Interdisciplinarity

Coursework, Creative Arts 1.1 Experience Creative Arts, Creative Arts BA (Hons), Project 3: Understanding Interdisciplinarity, Research & Reflection

I thought it would be useful to write down some of my ideas about what interdisciplinarity is before I properly embark on this unit, to see how my ideas evolve as I learn more about it.

For me, it seems a modern phenomenon to separate out ideas into academic subjects. When you look back at ancient times in the early days of academia, people studied far more holistically. The greats of Aristotle, Plato etc weren’t experts in one subject, they interweaved ideas to make new areas of study. Then over time, we seem to have become more and more streamlined in our thinking. In doing so, I think we have lost a lot of creativity and thinking.

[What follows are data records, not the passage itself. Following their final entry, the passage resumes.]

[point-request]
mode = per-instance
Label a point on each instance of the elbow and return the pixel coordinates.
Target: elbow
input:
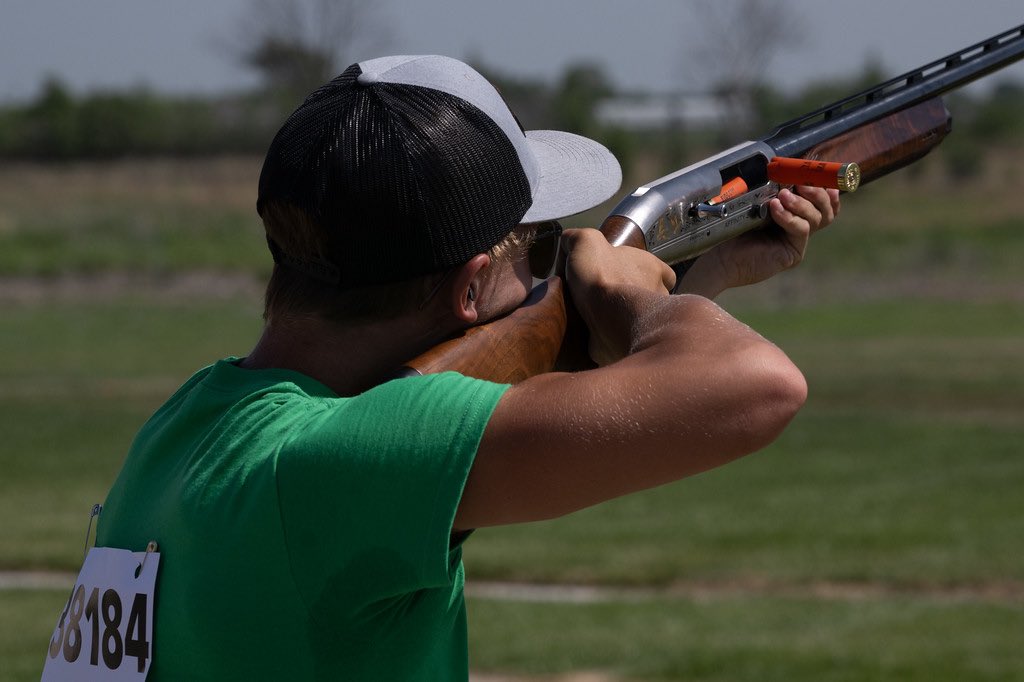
(776, 392)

Interdisciplinary working uses a range of disciplines to create something new. It involves transforming and creating a new language out of an integrated approach to both thinking and working. Its practical nature reaches outwards and therefore requires us to form connections with ideas from a broader cultural context.

OCA learning materials

This is getting back to a purer ore innate way of looking at the world. It is how children discover new things and learn. Young children don’t do “Art” and “Maths”, they make marks in the mud, count buttons, construct sculptures from sticks, make music using spoons and their plates.

Interdisciplinarity Definitions

Image from learn.oca.ac.uk

I like this visual image on the oca learn site to explain what interdisciplinarity is. It goes beyond a cross-discipline (viewing one discipline from the position of another) and multidiscipline (working with different areas of study at the same time as separate entities) to more integrative practice.

Interdisciplinarity is the study of two or more disciplines with concepts from both the arts and broader global views with the aim to form something new (hybridised).